The Golden Age of Photojournalism ended in the 1970s when many photo-magazines ceased publication, most prominently, Life, which ended weekly publication in December 1972. They found that they could not compete with other media for advertising revenue to sustain their large circulations and high costs. Still, those magazines taught journalism much about the photographic essay and the power of still images.

However, since the late 1970s, photojournalism and documentary photography have increasingly been accorded a place in art galleries alongside fine art photography. Luc Delahaye, Manuel Rivera-Ortiz, and the members of VII Photo Agency are among many who regularly exhibit in galleries and museums.

==Professional organizations==

The Danish Union of Press Photographers (Pressefotografforbundet) was the first national organization for newspaper photographers in the world. It was founded in 1912 in Copenhagen, Denmark, by six press photographers. Today it has over 800 members.
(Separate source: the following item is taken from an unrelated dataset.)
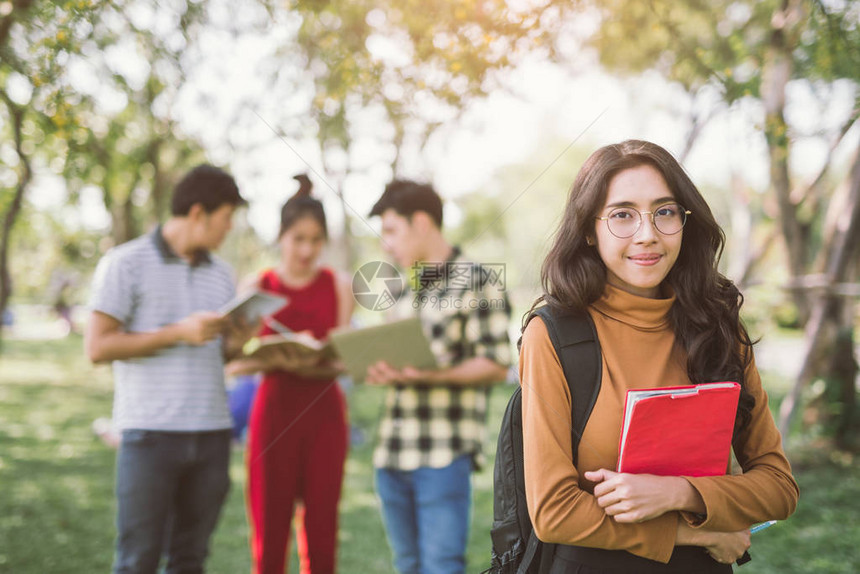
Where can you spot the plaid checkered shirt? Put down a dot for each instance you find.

The National Press Photographers Association (NPPA) was founded in 1946 in the U.S., and has about 10,000 members. Others around the world include the British Press Photographers Association (BPPA) founded in 1984, then relaunched in 2003, and now has around 450 members. Hong Kong Press Photographers Association (1989), Northern Ireland Press Photographers Association (2000), Pressfotografernas Klubb (Sweden, 1930), and PK — Pressefotografenes Klubb (Norway).

Magnum Photos was founded in 1947 by Robert Capa, David "Chim" Seymour, Henri Cartier-Bresson, George Rodger, William Vandivert, Rita Vandivert, and Maria Eisner, being one of the first photographic cooperatives, owned and administered entirely by its members worldwide.

VII Photo Agency was founded in September 2001, and got its name from the original seven founders, Alexandra Boulat, Ron Haviv, Gary Knight, Antonin Kratochvil, Christopher Morris, James Nachtwey, and John Stanmeyer. Today it has 30 members, along with a mentor program.

News organizations and journalism schools run many different awards for photojournalists. Since 1968, Pulitzer Prizes have been awarded for the following categories of photojournalism: 'Feature Photography' and 'Spot News Photography'. Other awards are 'World Press Photo', 'Best of Photojournalism', and 'Pictures of the Year', as well as the UK-based 'The Press Photographer's Year'.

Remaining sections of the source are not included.